Saturday, July 20, 2013

Armchair Traveler

When we were preparing to go on our first Viking cruise, to Russia, I joined a Viking discussion group on Facebook and found Suellyn, who was also going on the same cruise.  We didn't actually "bond" with her on the trip--she was part of the popular crowd, the one with the big table, always laughing, always together.   But we did interact with her occasionally and since she and I and Char are all on Facebook, we have continued to interact now and then, sharing our experiences on other Viking cruises.

She's not with Viking this year.  She is taking my dream trip, a safari to Africa and Char and I are following her adventures through the reports that she posts each day on Facebook.  While I am eating these reports up, I am also realizing, sadly, that what Peggy told me when she came back from her trip to Africa a few years back was true--she didn't think my back would be able to deal with the rigors of the drives out to see the wildlife.

Suellyn writes...
Then the game drive. A worse road than yesterday, the worst yet. EVERYTHING is covered with dust, including me (I showered a little bit ago), my backpack, my nose and ears. It is everywhere! ...
...Let me tell you folks, this trip is rugged. Half the time I thought my teeth were coming out, and the rest of the time every bone in my body was being jostled. Unfortunately, I had the same driver as yesterday, Frank,and I think he learned to drive in Indianapolis!
But she is getting beautiful photos from the balcony of her hotel room.

Suellyneleph.jpg (153287 bytes)

(Imagine seeing something like that while standing in your shower washing your hair!)  As I read Suellyn's reports, and the similar reports of others, I realize that the time for me to be able to actually enjoy my dream trip has passed.  Now what I really want to do is sit on the balcony of Suellyn's hotel and watch the wild life come to me.

Over the past year, reading reports of the adventures of our friends Rick and Judith, who, it seems, have traveled everywhere, and reading books at Logos like "A Year in Province" and similar first person accounts of far away places and exciting adventures that both intrigue and exhaust me just thinking about it, I realize that my taste for adventure has diminished over the years.   I look at them, or at pictures of Walt's mother atop Machu Picchu and realize I couldn't make it to the bottom much less the top, even if I wanted to.

Today I picked up a book at Logos called "Wild Writing Women Stories of World Travel."  In the book I read about the road to Mandalay, a bus accident in Laos, rafting in Switzerland, haunted places in Scotland, adventures in India, etc. and though I love the writing, in my heart of hearts, I no longer see myself doing these fun things.  I've become an old poop.

I remember when our friend David went to see the mountain gorillas in Rwanda.  He said it was a magical experience, one I desperately wanted too, until I realized it involved hiking long distances to the mountains and then hiking long distances up the mountain and hoping to find a group.  Much as I would have loved that experience (if I could take the escalator up to the gorilla habitat), I enjoyed more watching the YouTube video of a band of gorillas who had a bonding experience with a man staying at a Rwanda hotel. (Do watch that video if you haven't seen it before...it's amazing)

I have enjoyed our last three cruises because there was so much "sitting on the boat" time, watching thevarious countries go by, and I know that the Ukraine trip will be fun -- I am especially looking forward to seeing the Cossack Horsemanship Show (since I missed the horse show in Budapest last time).
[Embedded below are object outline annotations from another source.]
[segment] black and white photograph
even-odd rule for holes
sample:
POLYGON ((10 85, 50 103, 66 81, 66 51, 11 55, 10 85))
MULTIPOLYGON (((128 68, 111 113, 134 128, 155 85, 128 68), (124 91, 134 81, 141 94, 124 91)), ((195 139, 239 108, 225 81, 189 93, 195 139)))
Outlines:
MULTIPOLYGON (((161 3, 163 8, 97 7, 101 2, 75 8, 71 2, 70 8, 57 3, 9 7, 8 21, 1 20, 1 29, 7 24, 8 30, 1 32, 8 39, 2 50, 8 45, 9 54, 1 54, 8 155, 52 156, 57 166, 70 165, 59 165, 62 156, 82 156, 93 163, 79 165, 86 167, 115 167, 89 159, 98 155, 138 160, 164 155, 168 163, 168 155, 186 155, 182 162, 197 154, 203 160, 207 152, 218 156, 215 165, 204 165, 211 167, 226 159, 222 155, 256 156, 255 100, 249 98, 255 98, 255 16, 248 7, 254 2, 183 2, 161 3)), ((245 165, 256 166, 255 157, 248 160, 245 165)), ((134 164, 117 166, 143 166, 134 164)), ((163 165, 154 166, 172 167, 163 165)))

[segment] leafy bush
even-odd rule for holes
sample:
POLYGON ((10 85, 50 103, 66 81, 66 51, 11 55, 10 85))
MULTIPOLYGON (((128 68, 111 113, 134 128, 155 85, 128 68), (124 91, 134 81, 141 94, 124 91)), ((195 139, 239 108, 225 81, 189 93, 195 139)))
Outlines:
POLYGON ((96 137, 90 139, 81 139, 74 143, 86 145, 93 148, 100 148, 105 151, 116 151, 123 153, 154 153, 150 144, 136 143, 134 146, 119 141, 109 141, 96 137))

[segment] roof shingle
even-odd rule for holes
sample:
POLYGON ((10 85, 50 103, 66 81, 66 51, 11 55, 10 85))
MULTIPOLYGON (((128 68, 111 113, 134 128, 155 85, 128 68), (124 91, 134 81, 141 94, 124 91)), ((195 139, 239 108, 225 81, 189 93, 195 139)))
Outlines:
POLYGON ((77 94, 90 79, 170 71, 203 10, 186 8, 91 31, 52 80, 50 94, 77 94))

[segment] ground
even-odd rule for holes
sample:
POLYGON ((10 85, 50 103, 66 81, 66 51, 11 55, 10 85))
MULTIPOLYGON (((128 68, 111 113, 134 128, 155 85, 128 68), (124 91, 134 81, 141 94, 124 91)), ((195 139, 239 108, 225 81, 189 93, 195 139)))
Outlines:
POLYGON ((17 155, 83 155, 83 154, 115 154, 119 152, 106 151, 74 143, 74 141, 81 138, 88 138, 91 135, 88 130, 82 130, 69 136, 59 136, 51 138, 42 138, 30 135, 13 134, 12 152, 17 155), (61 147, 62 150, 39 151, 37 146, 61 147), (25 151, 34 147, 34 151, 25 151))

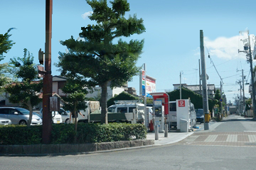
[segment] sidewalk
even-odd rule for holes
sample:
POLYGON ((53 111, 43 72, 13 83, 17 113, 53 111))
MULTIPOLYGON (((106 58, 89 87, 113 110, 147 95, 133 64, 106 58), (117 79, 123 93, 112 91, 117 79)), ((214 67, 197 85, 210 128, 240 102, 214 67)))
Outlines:
POLYGON ((161 146, 174 144, 180 142, 185 138, 192 135, 193 132, 168 132, 168 137, 164 137, 164 133, 159 133, 159 139, 155 140, 155 133, 148 132, 146 139, 154 140, 154 146, 161 146))

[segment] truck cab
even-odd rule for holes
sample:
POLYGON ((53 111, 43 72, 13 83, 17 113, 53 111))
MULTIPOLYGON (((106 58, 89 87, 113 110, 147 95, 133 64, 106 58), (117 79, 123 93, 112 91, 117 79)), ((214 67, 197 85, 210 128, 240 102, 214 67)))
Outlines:
MULTIPOLYGON (((126 100, 123 100, 126 101, 126 100)), ((128 100, 127 100, 128 101, 128 100)), ((132 119, 133 110, 137 112, 137 122, 144 122, 144 105, 142 103, 131 103, 131 102, 116 102, 115 105, 111 105, 107 108, 107 112, 110 113, 122 113, 124 114, 126 119, 124 121, 130 122, 132 119)))

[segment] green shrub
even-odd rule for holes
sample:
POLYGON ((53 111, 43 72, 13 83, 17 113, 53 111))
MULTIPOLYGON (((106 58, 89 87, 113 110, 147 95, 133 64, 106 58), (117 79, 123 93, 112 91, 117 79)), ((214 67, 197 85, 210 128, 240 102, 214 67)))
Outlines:
MULTIPOLYGON (((79 123, 53 124, 52 144, 95 143, 146 139, 146 129, 142 124, 79 123)), ((42 141, 42 126, 1 126, 0 144, 36 144, 42 141)))
POLYGON ((40 144, 41 132, 41 126, 0 126, 0 144, 40 144))

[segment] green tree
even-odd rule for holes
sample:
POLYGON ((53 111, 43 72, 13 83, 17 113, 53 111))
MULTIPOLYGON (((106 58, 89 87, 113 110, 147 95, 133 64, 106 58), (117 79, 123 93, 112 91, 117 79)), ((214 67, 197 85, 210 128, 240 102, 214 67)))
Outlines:
POLYGON ((72 36, 60 42, 69 53, 60 53, 56 66, 62 75, 82 78, 81 85, 101 87, 101 122, 107 124, 107 84, 110 82, 112 87, 120 85, 138 75, 140 68, 136 62, 144 45, 144 40, 127 43, 120 38, 114 43, 114 39, 142 33, 145 27, 142 18, 137 19, 136 15, 124 18, 125 12, 129 11, 127 0, 110 1, 112 8, 107 6, 107 0, 87 0, 87 3, 93 11, 89 18, 97 24, 82 27, 78 40, 72 36))
MULTIPOLYGON (((4 60, 4 53, 6 53, 11 46, 15 44, 12 41, 9 40, 11 34, 9 34, 11 30, 14 28, 9 28, 5 34, 0 34, 0 61, 4 60)), ((6 70, 8 68, 8 63, 0 64, 0 90, 1 90, 4 85, 10 83, 10 78, 6 76, 6 70)))
MULTIPOLYGON (((70 110, 75 114, 75 132, 78 132, 78 115, 77 111, 80 110, 85 110, 85 96, 87 93, 85 88, 83 88, 80 84, 80 80, 78 79, 68 78, 67 82, 63 88, 63 92, 68 94, 66 97, 63 97, 64 106, 65 110, 70 110)), ((71 120, 70 120, 71 121, 71 120)))
MULTIPOLYGON (((182 98, 183 99, 191 99, 191 102, 194 105, 195 109, 203 108, 203 97, 190 90, 187 88, 181 88, 182 98)), ((176 101, 180 99, 180 91, 179 89, 175 90, 172 92, 167 92, 169 96, 170 101, 176 101)), ((214 105, 217 103, 217 100, 208 99, 209 110, 211 111, 213 109, 214 105)))
POLYGON ((41 101, 38 95, 43 87, 43 81, 38 80, 36 65, 33 63, 33 55, 29 52, 28 54, 26 48, 23 58, 11 59, 11 73, 21 80, 21 82, 12 83, 6 88, 6 91, 9 93, 9 99, 11 102, 20 103, 28 108, 30 112, 28 126, 31 124, 33 107, 41 101))

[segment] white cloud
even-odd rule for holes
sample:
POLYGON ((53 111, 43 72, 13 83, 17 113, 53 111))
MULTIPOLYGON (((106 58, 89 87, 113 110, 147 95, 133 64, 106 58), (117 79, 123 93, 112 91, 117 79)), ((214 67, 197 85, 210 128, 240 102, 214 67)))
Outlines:
MULTIPOLYGON (((208 37, 204 37, 205 53, 208 51, 210 55, 215 55, 220 58, 230 60, 238 58, 238 50, 240 44, 240 36, 230 38, 218 37, 211 41, 208 37)), ((208 55, 206 53, 206 55, 208 55)))
POLYGON ((82 18, 83 19, 87 19, 89 16, 92 14, 92 13, 93 13, 92 11, 85 12, 84 14, 82 14, 82 18))

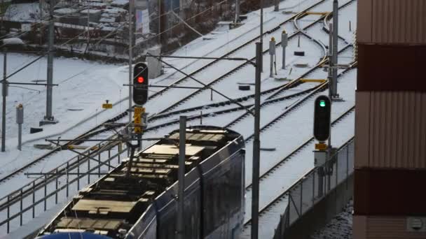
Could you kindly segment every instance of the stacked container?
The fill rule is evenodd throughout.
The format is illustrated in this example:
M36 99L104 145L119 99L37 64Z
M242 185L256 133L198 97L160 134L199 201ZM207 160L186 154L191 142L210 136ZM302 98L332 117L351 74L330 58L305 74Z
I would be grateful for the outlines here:
M354 238L426 238L426 1L358 0Z

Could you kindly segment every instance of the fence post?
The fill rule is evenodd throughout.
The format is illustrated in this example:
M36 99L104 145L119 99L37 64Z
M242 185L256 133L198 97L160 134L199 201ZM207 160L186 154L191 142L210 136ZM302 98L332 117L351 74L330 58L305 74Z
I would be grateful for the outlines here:
M120 156L121 156L121 147L123 146L121 146L121 143L118 143L118 144L117 145L118 145L118 164L120 164Z
M336 158L336 185L334 187L337 187L337 184L338 184L338 153L337 153Z
M346 148L346 178L348 177L349 177L349 147ZM349 184L348 180L346 180L346 190L348 190L348 187Z
M68 175L68 171L69 170L69 161L67 162L67 198L68 198L68 196L69 196L69 177Z
M32 218L36 217L36 181L32 181Z
M22 226L22 213L23 213L22 212L22 200L23 200L23 198L22 198L22 194L22 194L22 188L21 188L21 193L20 194L21 194L21 196L20 196L21 201L20 201L20 215L19 215L19 219L20 219L20 226Z
M46 196L48 195L48 184L46 183L46 181L48 180L48 175L45 174L44 175L44 211L46 212L46 208L47 208L47 201L46 201Z

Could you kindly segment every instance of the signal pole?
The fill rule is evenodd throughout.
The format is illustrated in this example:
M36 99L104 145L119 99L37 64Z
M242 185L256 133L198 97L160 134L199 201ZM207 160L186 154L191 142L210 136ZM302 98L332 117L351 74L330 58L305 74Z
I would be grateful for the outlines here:
M133 84L132 62L133 59L133 9L134 0L129 1L129 85ZM132 87L129 86L129 124L132 123Z
M55 41L55 21L53 18L53 10L55 1L50 0L49 2L49 45L48 54L48 85L46 92L46 115L44 120L40 122L40 126L49 124L56 124L57 121L52 113L52 97L53 84L53 44Z
M337 62L337 51L338 51L338 3L337 0L333 1L333 45L330 45L330 48L333 48L333 55L331 60L333 61L333 66L336 66ZM331 29L330 29L331 31ZM337 68L333 68L332 70L332 78L333 78L333 87L330 88L332 89L331 97L338 98L337 94ZM333 98L331 98L331 99Z
M262 48L261 43L256 43L256 78L254 87L254 137L253 140L253 166L252 170L252 239L257 239L259 234L259 175L260 166L260 113L261 113L261 61Z

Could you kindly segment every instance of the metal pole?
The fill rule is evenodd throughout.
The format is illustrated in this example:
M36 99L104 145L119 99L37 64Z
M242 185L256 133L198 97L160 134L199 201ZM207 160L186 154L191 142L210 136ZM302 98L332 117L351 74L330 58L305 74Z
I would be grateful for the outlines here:
M53 84L53 41L55 41L55 22L53 21L53 10L55 7L54 1L49 3L49 52L48 55L48 84ZM50 85L47 86L47 98L46 103L45 120L53 121L52 115L52 95L53 87Z
M273 77L274 74L274 56L275 55L275 38L271 38L269 41L269 55L270 55L269 77Z
M282 48L282 66L281 68L285 69L285 48L287 48L288 45L288 35L285 31L282 31L282 34L281 35L281 47Z
M280 0L275 0L274 3L275 5L274 7L274 11L277 12L280 10Z
M333 49L332 49L332 45L333 45L333 24L332 23L329 23L329 31L330 31L330 34L329 36L329 75L328 75L328 78L329 78L329 97L330 98L330 99L332 99L331 96L333 96L333 87L334 87L334 78L333 78L333 71L332 71L332 66L334 66L334 62L333 62ZM330 103L330 107L331 107L333 106L333 101L331 101ZM331 126L330 126L330 131L331 131ZM328 140L328 149L327 149L327 160L330 159L330 154L331 154L331 132L330 132L330 136L329 137L329 140Z
M259 230L259 176L260 159L260 110L261 110L261 43L256 43L256 82L254 87L254 137L253 141L253 166L252 191L252 239L257 239Z
M22 124L18 124L18 150L22 150Z
M6 96L8 94L8 84L6 81L6 59L7 52L4 50L4 55L3 58L3 87L1 88L1 92L3 95L3 108L1 113L1 152L6 150Z
M185 215L184 193L185 193L185 144L186 142L186 116L179 117L179 172L178 172L178 194L177 194L177 238L184 239L184 222Z
M18 150L21 150L22 123L24 123L24 107L21 103L16 107L16 123L18 124Z
M337 52L338 52L338 3L337 0L333 1L333 66L337 65ZM333 69L333 92L331 92L332 97L338 97L337 94L337 68ZM330 98L331 99L332 98Z
M129 1L129 85L133 84L132 62L133 59L133 8L134 0ZM132 87L129 86L129 124L132 123Z
M235 0L235 23L240 22L240 0Z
But I hunger for fewer and fewer trips to strange venues. 

I am always tempted when Compassion is hosting a trip to see our sponsored children, but having followed several of these trips, I don't think I have the stamina for it and, remembering my experience in China, so eager to see the school children and finding them so afraid of big fat me, that I don't even let myself dream about traveling to Kenya or Uganda or the Philippines or any of the other countries where I have children for fear it will ruin the fragile friendships we have developed.

I will probably never see Venice, or the inland passage to Alaska, or take the train across the Canadian rockies, which I told Walt I wanted to do sometime when we were there on our honeymoon, or stay on our own in Florience to see what I missed when I was there the last time. But somehow that's OK now.

I'm sure I have missed out on a lot in my time by being out of shape and reluctant to take risks (zip lining?  No thank you!), but I do enjoy these adventures vicariously, when someone else takes them.

The next best thing to being there...without the heat, the dust, the bumpy roads, and the strange food.